Thursday, March 02, 2006

I get it, almost

I posted the other day that I don't understand morose rural piety. I still don't. But at the time I wrote that I was in a very Zen mood, that little paradise I savor sandwiched between panic attacks. I very much enjoy them, though, knowing that the self-imposed stress will burst the dikes as soon as something goes wrong, as soon as I remember it's honors contract deadline week and my history professor won't help me because she's stodgy and I don't deserve it. I think the Swedes felt the same way about the sun, knowing it was only paying a visit and would soon be returning to the more hospitable parts of the globe.
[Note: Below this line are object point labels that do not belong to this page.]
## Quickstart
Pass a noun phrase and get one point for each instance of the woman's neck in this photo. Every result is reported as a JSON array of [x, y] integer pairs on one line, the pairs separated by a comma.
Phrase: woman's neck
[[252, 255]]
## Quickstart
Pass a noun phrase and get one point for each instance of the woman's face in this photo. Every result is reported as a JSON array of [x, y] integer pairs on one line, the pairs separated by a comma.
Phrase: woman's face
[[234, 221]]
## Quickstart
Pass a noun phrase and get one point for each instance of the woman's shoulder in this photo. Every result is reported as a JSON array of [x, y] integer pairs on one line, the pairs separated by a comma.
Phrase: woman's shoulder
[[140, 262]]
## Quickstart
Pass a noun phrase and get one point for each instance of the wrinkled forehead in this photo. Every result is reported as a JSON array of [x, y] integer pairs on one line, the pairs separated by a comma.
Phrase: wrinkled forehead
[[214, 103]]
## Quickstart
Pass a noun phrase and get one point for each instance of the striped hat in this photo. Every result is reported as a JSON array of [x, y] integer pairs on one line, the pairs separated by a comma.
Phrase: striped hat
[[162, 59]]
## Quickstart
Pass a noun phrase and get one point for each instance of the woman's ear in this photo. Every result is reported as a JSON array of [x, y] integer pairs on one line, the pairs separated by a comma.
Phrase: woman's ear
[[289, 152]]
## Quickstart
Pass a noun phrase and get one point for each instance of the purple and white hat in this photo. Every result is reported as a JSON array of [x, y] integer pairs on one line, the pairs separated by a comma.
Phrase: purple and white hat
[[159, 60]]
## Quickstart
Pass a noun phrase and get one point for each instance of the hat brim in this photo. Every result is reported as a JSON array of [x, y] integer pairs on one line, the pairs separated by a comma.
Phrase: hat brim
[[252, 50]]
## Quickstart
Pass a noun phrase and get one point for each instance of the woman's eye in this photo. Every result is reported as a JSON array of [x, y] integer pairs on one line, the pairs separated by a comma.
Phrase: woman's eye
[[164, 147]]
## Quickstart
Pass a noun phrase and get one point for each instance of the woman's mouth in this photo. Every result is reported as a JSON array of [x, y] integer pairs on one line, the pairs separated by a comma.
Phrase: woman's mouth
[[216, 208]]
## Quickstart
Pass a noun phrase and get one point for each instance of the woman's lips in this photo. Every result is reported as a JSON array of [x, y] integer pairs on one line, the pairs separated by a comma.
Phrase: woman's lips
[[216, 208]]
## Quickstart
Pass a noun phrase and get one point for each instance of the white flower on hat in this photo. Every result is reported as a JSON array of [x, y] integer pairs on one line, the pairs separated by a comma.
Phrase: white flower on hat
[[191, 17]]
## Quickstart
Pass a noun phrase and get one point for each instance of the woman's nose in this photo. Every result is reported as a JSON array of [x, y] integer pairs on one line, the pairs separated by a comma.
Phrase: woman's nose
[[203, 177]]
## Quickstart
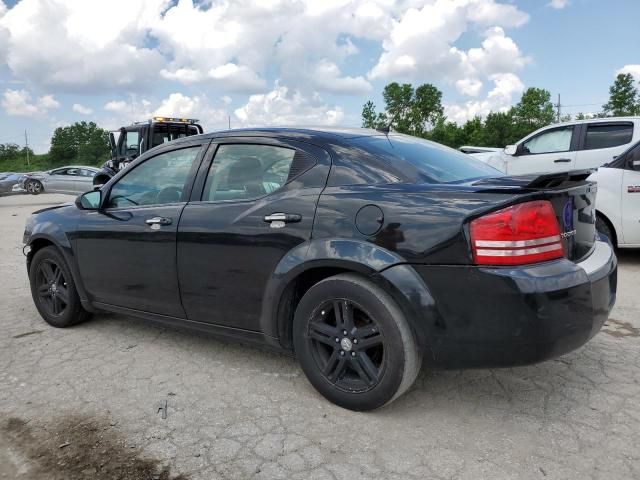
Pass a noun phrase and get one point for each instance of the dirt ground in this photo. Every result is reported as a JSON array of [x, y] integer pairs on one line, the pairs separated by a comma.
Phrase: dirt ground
[[116, 398]]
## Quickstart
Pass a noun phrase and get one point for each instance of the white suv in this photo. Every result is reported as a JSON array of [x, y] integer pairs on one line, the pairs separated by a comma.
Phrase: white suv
[[564, 146]]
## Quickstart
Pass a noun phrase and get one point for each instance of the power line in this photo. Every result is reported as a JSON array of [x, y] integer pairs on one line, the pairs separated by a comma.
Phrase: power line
[[26, 145]]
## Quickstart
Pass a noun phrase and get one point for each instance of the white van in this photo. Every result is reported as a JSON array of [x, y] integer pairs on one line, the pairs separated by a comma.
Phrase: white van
[[618, 200], [564, 146]]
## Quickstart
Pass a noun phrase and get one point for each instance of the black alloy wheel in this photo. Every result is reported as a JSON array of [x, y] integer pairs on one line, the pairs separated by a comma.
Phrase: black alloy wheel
[[52, 288], [34, 187], [354, 343], [347, 345]]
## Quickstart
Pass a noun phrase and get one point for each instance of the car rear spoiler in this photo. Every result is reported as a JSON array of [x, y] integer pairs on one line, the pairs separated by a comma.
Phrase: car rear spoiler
[[535, 181]]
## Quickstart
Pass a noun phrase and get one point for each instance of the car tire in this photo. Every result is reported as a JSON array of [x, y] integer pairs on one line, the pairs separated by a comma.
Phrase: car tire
[[374, 363], [53, 289], [34, 187], [603, 227]]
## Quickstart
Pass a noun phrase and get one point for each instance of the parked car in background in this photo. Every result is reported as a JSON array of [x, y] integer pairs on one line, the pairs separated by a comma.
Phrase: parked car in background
[[576, 145], [348, 247], [8, 182], [618, 202], [71, 180]]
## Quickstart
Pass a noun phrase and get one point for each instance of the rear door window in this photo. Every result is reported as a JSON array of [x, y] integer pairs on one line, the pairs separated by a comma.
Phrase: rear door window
[[551, 141], [608, 135], [244, 172]]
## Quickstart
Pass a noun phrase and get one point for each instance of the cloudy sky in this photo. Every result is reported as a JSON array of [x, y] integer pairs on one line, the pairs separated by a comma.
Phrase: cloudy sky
[[270, 62]]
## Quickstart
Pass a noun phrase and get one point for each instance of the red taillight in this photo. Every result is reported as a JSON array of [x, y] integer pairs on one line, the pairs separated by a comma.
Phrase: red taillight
[[517, 235]]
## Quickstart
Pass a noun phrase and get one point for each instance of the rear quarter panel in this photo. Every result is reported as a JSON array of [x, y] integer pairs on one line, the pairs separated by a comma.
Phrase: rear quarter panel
[[421, 224]]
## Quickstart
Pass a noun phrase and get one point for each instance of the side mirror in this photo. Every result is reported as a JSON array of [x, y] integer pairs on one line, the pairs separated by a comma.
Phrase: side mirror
[[89, 200], [112, 145], [510, 149]]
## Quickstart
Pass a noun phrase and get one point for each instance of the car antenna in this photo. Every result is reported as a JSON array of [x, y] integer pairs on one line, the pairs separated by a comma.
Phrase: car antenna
[[386, 129]]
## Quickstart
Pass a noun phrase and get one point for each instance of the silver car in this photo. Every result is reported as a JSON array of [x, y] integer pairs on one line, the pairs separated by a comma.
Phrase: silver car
[[71, 180]]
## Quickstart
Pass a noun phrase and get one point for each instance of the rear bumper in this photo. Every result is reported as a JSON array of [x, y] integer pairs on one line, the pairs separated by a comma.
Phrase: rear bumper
[[501, 317]]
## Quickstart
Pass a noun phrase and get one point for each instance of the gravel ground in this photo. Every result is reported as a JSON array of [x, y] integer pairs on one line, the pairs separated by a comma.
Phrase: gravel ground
[[87, 402]]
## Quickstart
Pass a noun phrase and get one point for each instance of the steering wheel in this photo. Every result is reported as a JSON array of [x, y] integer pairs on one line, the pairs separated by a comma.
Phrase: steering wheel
[[169, 195]]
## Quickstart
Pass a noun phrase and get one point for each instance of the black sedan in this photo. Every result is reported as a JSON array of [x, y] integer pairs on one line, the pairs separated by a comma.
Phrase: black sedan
[[366, 254], [8, 182]]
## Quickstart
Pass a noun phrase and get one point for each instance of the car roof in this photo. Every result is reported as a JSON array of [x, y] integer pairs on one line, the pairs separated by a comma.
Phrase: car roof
[[320, 134], [75, 166], [598, 120]]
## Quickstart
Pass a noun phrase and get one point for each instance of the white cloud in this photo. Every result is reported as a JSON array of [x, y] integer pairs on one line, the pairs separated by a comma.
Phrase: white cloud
[[632, 69], [498, 53], [74, 45], [326, 76], [237, 47], [19, 103], [499, 99], [420, 45], [81, 109], [282, 107], [469, 86], [559, 4], [197, 107]]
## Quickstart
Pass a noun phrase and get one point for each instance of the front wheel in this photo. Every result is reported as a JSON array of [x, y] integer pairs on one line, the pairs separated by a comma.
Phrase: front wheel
[[34, 187], [53, 290], [354, 343]]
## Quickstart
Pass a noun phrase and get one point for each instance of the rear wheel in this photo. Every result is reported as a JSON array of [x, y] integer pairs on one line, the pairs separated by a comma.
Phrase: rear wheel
[[354, 343], [34, 187], [53, 290], [602, 226]]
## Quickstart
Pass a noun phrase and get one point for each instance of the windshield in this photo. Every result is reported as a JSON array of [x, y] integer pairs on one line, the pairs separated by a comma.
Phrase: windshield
[[430, 162]]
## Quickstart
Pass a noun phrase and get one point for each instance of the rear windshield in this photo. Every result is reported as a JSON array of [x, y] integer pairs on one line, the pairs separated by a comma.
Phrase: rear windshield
[[430, 162]]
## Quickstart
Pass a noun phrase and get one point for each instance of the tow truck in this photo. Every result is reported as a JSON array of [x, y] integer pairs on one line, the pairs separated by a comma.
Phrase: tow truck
[[130, 142]]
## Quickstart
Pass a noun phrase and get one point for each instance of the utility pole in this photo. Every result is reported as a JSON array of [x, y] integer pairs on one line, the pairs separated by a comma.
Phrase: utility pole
[[26, 145]]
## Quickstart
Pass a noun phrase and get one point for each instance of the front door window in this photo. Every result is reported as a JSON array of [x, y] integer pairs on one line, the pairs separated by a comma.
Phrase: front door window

When the above-mentioned zen blowout happened, I realized that I get it, just in a different way. I had just finished reading Siddhartha, and identified much with him -- his long journey from teaching to teaching and eventual rejection of teaching as a useful entity, and thus his celebration of life. Basking in that, I just couldn't delve into these archaic biblical verses of life as a miserable experience, with only the instrinsic value of being the road to something better. This is it, mannen.
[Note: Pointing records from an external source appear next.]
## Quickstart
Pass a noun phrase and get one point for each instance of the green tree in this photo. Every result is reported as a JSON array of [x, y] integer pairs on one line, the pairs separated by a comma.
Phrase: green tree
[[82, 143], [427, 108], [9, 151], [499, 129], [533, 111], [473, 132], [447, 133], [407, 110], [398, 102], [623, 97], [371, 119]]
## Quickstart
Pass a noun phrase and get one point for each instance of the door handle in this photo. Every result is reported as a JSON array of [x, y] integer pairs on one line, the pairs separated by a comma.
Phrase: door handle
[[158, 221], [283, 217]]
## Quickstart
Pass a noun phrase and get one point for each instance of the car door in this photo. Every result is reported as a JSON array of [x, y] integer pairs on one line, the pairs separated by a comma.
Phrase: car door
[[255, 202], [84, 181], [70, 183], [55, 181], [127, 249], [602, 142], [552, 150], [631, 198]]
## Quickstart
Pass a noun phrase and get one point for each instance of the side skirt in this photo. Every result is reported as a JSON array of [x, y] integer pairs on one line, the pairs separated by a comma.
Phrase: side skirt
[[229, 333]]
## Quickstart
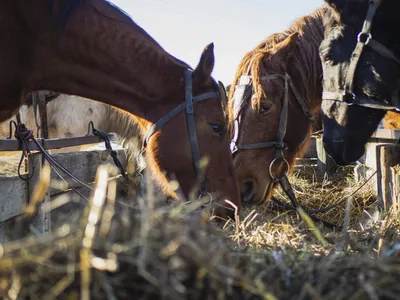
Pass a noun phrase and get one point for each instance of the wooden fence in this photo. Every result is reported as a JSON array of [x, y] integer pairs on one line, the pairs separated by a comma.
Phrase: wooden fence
[[16, 193], [381, 156]]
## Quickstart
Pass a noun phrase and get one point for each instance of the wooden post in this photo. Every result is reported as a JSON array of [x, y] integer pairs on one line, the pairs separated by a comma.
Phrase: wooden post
[[43, 115], [388, 160], [325, 164], [42, 219]]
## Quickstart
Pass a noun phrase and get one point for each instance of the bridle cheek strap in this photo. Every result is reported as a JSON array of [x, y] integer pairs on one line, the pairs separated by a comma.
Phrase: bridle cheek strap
[[188, 107], [364, 38]]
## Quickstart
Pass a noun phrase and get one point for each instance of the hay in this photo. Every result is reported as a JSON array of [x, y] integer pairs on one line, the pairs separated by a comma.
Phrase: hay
[[147, 250]]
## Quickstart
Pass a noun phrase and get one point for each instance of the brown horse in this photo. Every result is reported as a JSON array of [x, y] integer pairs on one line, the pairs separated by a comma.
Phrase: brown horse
[[267, 133], [293, 56], [92, 49]]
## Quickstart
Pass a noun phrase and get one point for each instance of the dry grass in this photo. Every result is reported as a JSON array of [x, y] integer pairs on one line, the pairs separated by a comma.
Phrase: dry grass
[[146, 250]]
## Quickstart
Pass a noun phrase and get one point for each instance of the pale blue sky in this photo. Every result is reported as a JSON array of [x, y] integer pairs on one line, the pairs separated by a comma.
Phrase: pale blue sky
[[185, 27]]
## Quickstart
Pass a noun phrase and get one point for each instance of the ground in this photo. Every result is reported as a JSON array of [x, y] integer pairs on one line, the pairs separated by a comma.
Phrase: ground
[[151, 250]]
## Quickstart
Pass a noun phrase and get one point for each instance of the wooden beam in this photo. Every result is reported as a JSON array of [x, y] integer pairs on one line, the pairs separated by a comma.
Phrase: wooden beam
[[326, 165], [388, 160], [48, 144], [15, 193], [13, 197]]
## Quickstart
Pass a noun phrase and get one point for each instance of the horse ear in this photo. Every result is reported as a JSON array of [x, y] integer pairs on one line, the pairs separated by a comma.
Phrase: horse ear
[[337, 5], [285, 49], [203, 71], [224, 96]]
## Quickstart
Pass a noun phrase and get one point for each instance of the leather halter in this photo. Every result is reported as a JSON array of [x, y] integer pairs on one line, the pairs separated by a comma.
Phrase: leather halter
[[364, 38], [242, 93], [188, 106]]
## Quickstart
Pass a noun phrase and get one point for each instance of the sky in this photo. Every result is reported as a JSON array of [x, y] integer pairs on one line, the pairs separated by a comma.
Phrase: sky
[[185, 27]]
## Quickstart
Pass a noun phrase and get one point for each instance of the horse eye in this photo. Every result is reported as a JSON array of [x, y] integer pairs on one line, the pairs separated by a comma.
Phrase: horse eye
[[265, 107], [218, 129]]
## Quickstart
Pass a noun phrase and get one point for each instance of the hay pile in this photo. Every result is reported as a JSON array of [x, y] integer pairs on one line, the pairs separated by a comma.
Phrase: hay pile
[[146, 250]]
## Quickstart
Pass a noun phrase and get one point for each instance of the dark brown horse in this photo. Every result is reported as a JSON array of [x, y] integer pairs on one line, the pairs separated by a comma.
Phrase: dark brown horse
[[92, 49], [286, 64]]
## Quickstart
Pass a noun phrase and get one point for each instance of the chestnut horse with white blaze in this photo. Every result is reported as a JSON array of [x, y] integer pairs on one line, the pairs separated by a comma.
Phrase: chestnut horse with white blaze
[[267, 133], [90, 48]]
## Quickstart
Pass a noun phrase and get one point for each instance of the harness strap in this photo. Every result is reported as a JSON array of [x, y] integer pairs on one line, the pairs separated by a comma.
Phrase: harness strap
[[191, 123], [170, 115], [43, 115], [355, 57], [382, 50], [103, 135], [282, 123]]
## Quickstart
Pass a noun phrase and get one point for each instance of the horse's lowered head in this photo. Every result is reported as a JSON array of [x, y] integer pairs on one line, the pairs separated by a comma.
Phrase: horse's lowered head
[[198, 131], [267, 123], [361, 71]]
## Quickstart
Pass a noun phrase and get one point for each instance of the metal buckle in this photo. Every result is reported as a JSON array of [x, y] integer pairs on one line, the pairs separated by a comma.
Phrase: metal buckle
[[367, 39], [274, 178], [348, 98]]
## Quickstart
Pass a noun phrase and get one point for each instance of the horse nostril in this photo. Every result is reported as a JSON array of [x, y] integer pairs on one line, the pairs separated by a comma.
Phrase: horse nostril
[[248, 191]]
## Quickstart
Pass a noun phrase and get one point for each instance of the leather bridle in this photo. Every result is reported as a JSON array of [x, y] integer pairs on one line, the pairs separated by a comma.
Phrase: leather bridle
[[364, 38], [243, 91], [188, 106]]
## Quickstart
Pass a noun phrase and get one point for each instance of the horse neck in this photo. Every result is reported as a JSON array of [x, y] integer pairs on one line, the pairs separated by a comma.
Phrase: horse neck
[[305, 67], [104, 55], [122, 123]]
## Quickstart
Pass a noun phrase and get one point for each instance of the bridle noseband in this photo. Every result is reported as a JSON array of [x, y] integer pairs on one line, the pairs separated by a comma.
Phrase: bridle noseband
[[242, 93], [188, 106], [364, 38]]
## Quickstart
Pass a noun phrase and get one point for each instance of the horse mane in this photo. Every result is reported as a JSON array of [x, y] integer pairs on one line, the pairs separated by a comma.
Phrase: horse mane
[[311, 30], [69, 7]]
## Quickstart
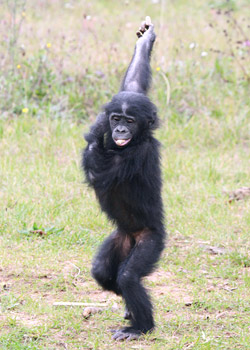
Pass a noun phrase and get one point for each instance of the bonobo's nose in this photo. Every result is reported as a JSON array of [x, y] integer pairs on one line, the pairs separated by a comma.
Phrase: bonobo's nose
[[121, 129]]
Then, when shit piled up, I thought of killing myself. Now, let me temper that statement -- not seriously, but to achieve some kind of spiritual freedom, flying off. I've always done it, and I've always felt bad, whether for selfishness or desiring the easy way out. I've never been serious about it, and never had it in a teenage angst-ridden "I'm complex; no one understands me" kind of way. It's just always been a vision that jumps into my head whenever life is getting to me, and I suppose I've been told one to many times not to sit around and feel sorry for myself, so I can't bring it to the surface without feeling egotistically lessened.

I guess I just never really considered it, but reading into Eastern-themed literature again, I realized I'm simply craving nirvana in those little moments, but not an escape from suffering, an escape from the simplistic, empty droll of every day. So I suppose I understand the need to believe in something better than the concrete, I just can't view life as a wait for the end.

That said, I'm pretty happy -- now and then I'm co-opting a little of the Buddha's sublime grin and shrug of the shoulders, something I've denied myself the time and vision to have during college.


Chris Jones said...

I appreciate Camus on suicide--his belief that it's something a person ought to think very honestly about. Ask yourself every day, "What reasons do I have for not killing myself today?" It's a dangerous line of thought in a way, but it's no more dangerous than not thinking it.

I read Siddharta my junior year of high school. My English teacher gave it to me because I was a Republican then and she was trying to broaden my world.

Have you read much Camus? I think you'd love Camus.

Anonymous said...

"I'm co-opting a little of the Buddha's sublime grin" --> fabulous.